40 Pejabat Belum Laporkan Harta Kekayaan

MERAUKE,ARAFURA,- Sampai saat ini masih banyak pejabat pemerintah Kabupaten Merauke yang belum melakukan Laporan Harta Kekayaan Penyelenggara Negara (LHKPN). Dari 70 pejabat yang wajib melaporkan harta kekayaannya ke Komisi Pemberantasan Korupsi (KPK), baru tiga 30 pejabat yang sudah melaporkan hartanya.

Sesuai dengan peraturan bupati, semua pejabat penyelenggara negara wajib melaporkan harta kekayaannya ke KPK baik selama menjabat maupun sesudah menjabat. “Masih ada sekitar 40 pejabat lagi yang belum melaporkan harta kekayaannya. Padahal ini wajib dilakukan setiap tahun. Dalam waktu dekat ini para pejabat yang belum melaporkan harus segera melakukan pelaporan,”tutur Kepala Inspektorat Kabupaten Merauke, Drs. Irianto Sabar Gattang di ruang kerjanya, Senin (25/6).

Pejabat pemerintah yang wajib melaporkan harta kekayaannya kepada KPK terdiri dari Bupati, Wakil Bupati, Sekda, pejabat eselon II, pejabat strategis di luar eselon II, kepala bidang di keuangan, kepala bagian di Setda, para pemeriksa di Inspektorat dan semua bendahara. Ia mengatakan, pihaknya telah membuat surat edaran Bupati agar pejabat segera melaporkan harta kekayaannya kepada KPK.
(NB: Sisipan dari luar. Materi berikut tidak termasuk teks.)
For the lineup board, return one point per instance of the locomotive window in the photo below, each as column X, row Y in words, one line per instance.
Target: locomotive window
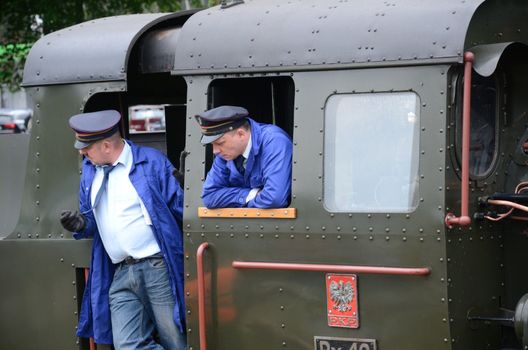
column 371, row 152
column 484, row 120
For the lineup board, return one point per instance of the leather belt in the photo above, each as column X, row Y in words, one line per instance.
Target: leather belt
column 131, row 261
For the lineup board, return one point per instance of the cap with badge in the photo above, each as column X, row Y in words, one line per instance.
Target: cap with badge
column 95, row 126
column 217, row 121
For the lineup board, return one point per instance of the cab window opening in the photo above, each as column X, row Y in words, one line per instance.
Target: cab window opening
column 484, row 124
column 154, row 122
column 268, row 100
column 371, row 152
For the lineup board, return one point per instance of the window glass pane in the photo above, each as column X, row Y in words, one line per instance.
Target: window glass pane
column 372, row 152
column 483, row 124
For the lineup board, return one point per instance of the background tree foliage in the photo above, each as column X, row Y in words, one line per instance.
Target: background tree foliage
column 22, row 22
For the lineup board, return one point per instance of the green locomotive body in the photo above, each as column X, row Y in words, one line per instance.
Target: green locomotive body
column 394, row 237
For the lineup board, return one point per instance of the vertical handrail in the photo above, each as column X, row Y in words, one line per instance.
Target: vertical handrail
column 201, row 294
column 86, row 275
column 464, row 219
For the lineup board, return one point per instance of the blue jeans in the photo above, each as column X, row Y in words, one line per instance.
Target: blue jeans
column 141, row 305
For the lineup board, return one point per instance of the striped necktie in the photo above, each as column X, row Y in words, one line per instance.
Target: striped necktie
column 239, row 163
column 107, row 169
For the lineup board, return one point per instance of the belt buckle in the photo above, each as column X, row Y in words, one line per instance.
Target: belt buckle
column 129, row 260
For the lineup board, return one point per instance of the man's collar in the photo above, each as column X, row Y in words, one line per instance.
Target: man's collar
column 248, row 148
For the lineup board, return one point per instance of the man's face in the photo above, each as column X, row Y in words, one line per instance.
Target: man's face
column 96, row 153
column 231, row 144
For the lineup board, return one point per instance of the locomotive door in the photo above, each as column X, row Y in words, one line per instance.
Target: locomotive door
column 267, row 282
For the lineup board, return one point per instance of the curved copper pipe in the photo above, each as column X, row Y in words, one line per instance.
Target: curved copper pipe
column 86, row 275
column 378, row 270
column 464, row 219
column 201, row 294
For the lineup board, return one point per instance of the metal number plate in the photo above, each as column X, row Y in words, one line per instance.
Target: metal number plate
column 331, row 343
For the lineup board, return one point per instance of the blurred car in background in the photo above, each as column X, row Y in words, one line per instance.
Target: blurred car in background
column 146, row 118
column 20, row 117
column 8, row 125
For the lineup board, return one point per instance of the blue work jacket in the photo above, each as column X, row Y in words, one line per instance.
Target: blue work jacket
column 268, row 167
column 151, row 176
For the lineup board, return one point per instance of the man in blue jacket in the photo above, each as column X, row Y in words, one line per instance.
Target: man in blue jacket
column 252, row 165
column 131, row 205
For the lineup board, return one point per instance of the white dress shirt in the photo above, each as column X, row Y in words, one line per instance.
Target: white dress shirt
column 122, row 219
column 254, row 191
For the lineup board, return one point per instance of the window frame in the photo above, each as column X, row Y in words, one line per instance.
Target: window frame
column 414, row 181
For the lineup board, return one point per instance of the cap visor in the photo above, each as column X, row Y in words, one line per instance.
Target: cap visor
column 206, row 139
column 80, row 145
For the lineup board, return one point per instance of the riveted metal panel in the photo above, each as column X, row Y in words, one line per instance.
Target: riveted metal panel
column 38, row 298
column 51, row 182
column 77, row 53
column 280, row 33
column 269, row 309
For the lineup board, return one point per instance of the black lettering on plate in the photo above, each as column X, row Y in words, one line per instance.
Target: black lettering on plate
column 332, row 343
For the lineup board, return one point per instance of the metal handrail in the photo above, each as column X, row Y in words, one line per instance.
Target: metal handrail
column 378, row 270
column 201, row 294
column 464, row 219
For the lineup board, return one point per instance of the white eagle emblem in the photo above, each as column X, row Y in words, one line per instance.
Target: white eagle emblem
column 341, row 294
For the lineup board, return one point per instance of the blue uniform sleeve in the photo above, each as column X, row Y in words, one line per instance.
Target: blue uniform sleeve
column 276, row 157
column 218, row 192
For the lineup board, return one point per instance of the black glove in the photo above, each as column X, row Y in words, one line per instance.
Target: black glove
column 179, row 176
column 73, row 222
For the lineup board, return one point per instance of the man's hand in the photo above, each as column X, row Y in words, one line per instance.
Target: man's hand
column 73, row 222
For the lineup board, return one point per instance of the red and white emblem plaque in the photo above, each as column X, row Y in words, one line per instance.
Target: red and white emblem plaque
column 341, row 300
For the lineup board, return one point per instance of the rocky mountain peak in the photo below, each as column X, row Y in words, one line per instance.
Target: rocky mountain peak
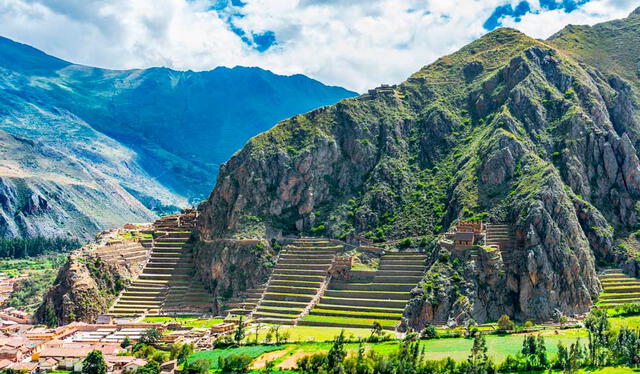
column 526, row 133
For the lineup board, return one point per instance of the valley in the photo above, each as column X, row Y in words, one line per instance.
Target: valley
column 479, row 217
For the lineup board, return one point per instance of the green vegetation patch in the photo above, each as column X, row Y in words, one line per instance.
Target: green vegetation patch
column 349, row 320
column 251, row 351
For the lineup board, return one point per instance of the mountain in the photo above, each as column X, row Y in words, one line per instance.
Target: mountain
column 138, row 141
column 540, row 136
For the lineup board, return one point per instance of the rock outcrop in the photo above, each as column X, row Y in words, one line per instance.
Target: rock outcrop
column 508, row 129
column 228, row 267
column 90, row 280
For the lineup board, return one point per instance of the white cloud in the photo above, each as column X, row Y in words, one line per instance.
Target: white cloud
column 354, row 43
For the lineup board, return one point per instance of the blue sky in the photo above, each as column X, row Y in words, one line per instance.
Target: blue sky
column 357, row 44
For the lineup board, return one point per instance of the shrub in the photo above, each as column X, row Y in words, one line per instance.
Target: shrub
column 505, row 323
column 150, row 336
column 429, row 332
column 235, row 363
column 200, row 366
column 405, row 243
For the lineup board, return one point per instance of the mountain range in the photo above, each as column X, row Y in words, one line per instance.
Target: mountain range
column 539, row 136
column 84, row 149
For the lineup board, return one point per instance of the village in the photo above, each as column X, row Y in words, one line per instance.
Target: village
column 29, row 348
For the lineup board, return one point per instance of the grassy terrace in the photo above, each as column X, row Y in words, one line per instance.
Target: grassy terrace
column 313, row 339
column 618, row 288
column 349, row 321
column 321, row 311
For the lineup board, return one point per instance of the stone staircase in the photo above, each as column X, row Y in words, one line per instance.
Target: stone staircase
column 360, row 304
column 300, row 272
column 503, row 237
column 123, row 253
column 618, row 288
column 245, row 303
column 166, row 284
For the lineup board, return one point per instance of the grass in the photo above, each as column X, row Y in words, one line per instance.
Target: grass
column 349, row 320
column 190, row 321
column 251, row 351
column 355, row 313
column 363, row 267
column 312, row 333
column 314, row 339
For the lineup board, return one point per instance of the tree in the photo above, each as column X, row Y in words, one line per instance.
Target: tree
column 505, row 323
column 429, row 332
column 181, row 352
column 239, row 334
column 235, row 363
column 94, row 363
column 50, row 318
column 150, row 367
column 471, row 327
column 376, row 329
column 126, row 342
column 598, row 327
column 200, row 366
column 150, row 336
column 479, row 362
column 336, row 354
column 258, row 328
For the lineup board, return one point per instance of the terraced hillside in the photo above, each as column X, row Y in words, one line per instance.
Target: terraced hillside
column 618, row 288
column 359, row 304
column 125, row 252
column 244, row 303
column 503, row 237
column 166, row 284
column 298, row 278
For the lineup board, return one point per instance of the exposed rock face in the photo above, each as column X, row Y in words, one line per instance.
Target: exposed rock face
column 508, row 129
column 45, row 192
column 228, row 267
column 86, row 286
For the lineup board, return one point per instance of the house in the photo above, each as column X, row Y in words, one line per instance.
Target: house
column 124, row 363
column 25, row 367
column 68, row 358
column 4, row 363
column 10, row 353
column 168, row 367
column 477, row 227
column 48, row 365
column 463, row 238
column 220, row 328
column 135, row 364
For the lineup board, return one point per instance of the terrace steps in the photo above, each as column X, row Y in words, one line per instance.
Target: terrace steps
column 296, row 280
column 357, row 304
column 166, row 283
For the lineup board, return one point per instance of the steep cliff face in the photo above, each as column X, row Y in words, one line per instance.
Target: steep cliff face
column 89, row 282
column 508, row 129
column 46, row 192
column 96, row 148
column 228, row 267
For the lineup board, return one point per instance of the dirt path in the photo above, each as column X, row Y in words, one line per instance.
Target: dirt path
column 290, row 362
column 261, row 361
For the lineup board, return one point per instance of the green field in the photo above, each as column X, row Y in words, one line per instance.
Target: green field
column 252, row 351
column 310, row 333
column 351, row 320
column 190, row 321
column 285, row 355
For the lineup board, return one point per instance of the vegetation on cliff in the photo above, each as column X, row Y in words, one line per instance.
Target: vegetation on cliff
column 508, row 129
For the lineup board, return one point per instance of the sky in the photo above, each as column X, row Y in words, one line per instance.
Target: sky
column 357, row 44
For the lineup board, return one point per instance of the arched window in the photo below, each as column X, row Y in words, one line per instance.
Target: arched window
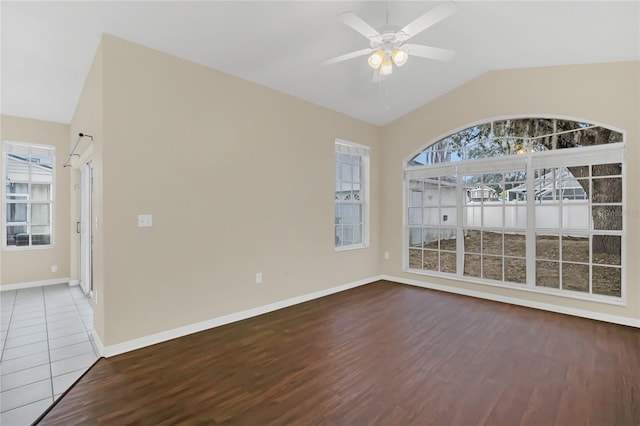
column 535, row 203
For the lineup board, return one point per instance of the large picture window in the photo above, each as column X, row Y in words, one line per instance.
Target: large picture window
column 28, row 185
column 351, row 195
column 535, row 203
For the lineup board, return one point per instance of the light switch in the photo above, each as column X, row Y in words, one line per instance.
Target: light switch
column 145, row 220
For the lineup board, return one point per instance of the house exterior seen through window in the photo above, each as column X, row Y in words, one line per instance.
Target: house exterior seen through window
column 351, row 195
column 28, row 188
column 535, row 203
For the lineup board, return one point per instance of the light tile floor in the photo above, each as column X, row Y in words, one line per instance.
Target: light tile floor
column 46, row 346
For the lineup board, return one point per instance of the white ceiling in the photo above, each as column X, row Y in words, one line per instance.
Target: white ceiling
column 47, row 47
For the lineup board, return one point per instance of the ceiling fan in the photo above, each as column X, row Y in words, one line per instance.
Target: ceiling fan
column 388, row 47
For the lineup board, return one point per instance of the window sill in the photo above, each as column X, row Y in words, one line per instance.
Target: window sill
column 609, row 300
column 27, row 248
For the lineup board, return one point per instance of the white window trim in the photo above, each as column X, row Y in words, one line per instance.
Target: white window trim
column 596, row 154
column 365, row 178
column 29, row 145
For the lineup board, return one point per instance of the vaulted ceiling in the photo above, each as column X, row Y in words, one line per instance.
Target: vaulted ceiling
column 47, row 47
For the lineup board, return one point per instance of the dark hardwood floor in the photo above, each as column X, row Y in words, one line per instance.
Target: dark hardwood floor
column 382, row 354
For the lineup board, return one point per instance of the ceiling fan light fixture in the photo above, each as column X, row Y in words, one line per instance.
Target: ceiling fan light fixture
column 376, row 59
column 399, row 57
column 386, row 67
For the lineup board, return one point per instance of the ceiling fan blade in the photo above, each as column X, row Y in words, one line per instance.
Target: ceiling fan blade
column 429, row 52
column 347, row 56
column 432, row 17
column 355, row 22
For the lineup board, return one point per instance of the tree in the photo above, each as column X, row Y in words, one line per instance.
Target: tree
column 504, row 137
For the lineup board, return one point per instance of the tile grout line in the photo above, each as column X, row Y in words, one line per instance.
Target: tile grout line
column 84, row 325
column 46, row 322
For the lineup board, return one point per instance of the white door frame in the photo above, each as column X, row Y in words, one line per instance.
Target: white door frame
column 86, row 234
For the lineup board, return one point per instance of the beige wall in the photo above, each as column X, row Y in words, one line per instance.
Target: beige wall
column 601, row 93
column 87, row 119
column 239, row 179
column 26, row 266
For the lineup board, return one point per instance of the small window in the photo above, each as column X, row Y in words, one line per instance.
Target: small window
column 28, row 185
column 351, row 195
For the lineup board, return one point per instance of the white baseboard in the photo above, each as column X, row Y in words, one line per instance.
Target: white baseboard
column 30, row 284
column 130, row 345
column 632, row 322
Apabila dalam waktu dekat ini belum juga melaporkan harta kekayaannya maka KPK akan menyurat ke Pemerintah Daerah Kabupaten Merauke untuk mengingatkan agar segera membuat laporan. “Nama-nama ini kita sudah kirim ke KPK baik yang sudah membuat laporan atau yang belum melaporkan harta kekayaannya,” ucapnya.

Bagi pejabat yang kesulitan mengakses layanan website KPK, pihak Inspektorat siap membantu pejabat tersebut. Menurutnya, harus ada kesadaraan untuk melakukan hal itu. Melaporkan harta kekayaan juga harus ada kejujuran dan ketaan di dalam diri.